Take your meter and set it to 'continuity'.

Check for continuity (actually, LACK of continuity) between all possibilities of the top 3 lug, and the same for the bottom 3 (4 if it's a 3-phase meter).

You should have continuity between the neutral and ground, but not from the 'hot' wires and ground/neutral.

Of course, this test should be done with the main open.

What I find interesting is 'it was suggested' but the teacher was baffled. Who suggested it?


However, MDShunk will have you meg it out.
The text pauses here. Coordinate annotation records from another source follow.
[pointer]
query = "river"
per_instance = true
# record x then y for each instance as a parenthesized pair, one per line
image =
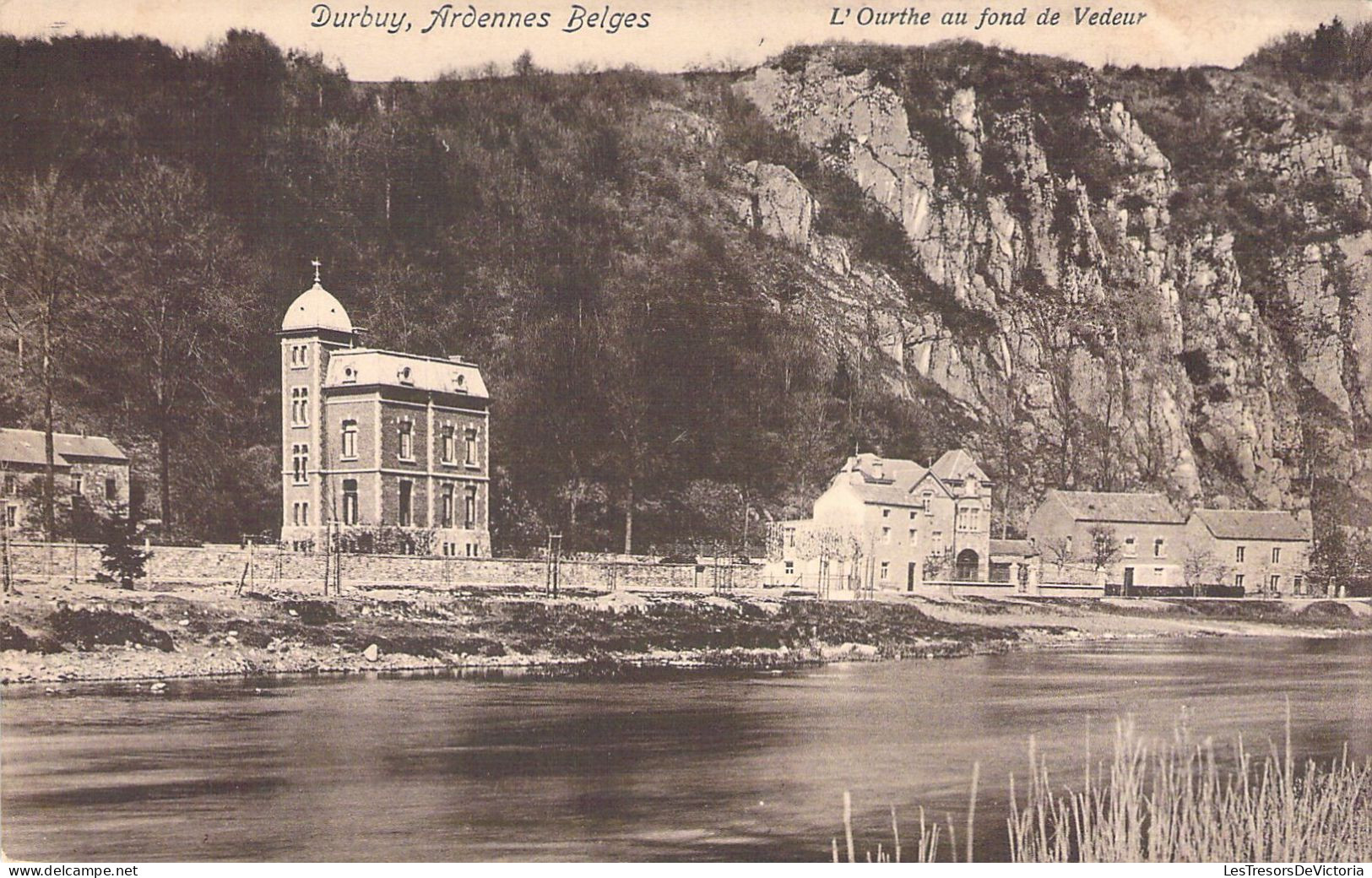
(665, 767)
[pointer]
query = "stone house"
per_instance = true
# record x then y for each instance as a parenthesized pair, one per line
(377, 439)
(1260, 550)
(889, 523)
(92, 475)
(1150, 533)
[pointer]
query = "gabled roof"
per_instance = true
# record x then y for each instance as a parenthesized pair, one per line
(892, 480)
(1143, 508)
(1251, 524)
(957, 465)
(881, 479)
(366, 366)
(28, 446)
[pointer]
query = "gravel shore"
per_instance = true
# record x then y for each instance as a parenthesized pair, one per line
(91, 631)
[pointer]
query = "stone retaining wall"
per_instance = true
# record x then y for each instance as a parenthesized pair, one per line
(209, 564)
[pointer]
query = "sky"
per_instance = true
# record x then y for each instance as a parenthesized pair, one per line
(681, 35)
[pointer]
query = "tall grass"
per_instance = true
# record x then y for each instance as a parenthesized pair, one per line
(1174, 801)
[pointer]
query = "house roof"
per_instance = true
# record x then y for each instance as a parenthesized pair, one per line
(1021, 548)
(366, 366)
(316, 309)
(1143, 508)
(957, 465)
(1251, 524)
(28, 446)
(891, 480)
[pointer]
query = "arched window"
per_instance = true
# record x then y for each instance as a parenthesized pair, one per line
(349, 450)
(300, 406)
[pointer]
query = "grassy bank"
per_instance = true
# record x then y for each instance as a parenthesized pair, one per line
(92, 632)
(1172, 801)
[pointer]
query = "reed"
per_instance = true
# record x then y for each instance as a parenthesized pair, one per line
(1178, 800)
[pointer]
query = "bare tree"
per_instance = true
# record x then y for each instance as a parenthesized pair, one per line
(179, 265)
(1200, 566)
(1104, 546)
(48, 246)
(1058, 550)
(623, 340)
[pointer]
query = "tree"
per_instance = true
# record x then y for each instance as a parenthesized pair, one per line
(177, 269)
(623, 331)
(121, 559)
(1200, 566)
(1058, 550)
(48, 247)
(1104, 546)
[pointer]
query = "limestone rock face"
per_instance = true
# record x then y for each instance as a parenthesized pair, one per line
(1099, 329)
(778, 203)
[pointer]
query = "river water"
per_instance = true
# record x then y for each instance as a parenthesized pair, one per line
(665, 767)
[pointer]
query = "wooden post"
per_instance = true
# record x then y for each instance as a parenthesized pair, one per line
(4, 546)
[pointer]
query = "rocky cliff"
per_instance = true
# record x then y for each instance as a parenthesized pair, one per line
(1114, 346)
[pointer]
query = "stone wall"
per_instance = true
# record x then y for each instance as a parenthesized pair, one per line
(212, 564)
I think he megs his burgers and fries from McDonalds. :laughing:


----------



## frenchelectrican (Mar 15, 2007)

The continuity testing that part somecase it will not always catch it.

my genral way i always done is megger it with 480 system and also any other system with parallel conductors too once a while i will catch a bad cable with megger and pull it out and found out it got nicked or pintched somewhere along the way.

Merci, Marc


----------



## brian john (Mar 11, 2007)

The continuity tester while the tool of choice for most electricians is NOT the proper tool for this test as noted a megger should be utilized.

I can give several examples, were blow up's occurred, injuries occurred and in one case a death was attributed to improper testing procedures. RIGHT TOOL FOR THE JOB.


----------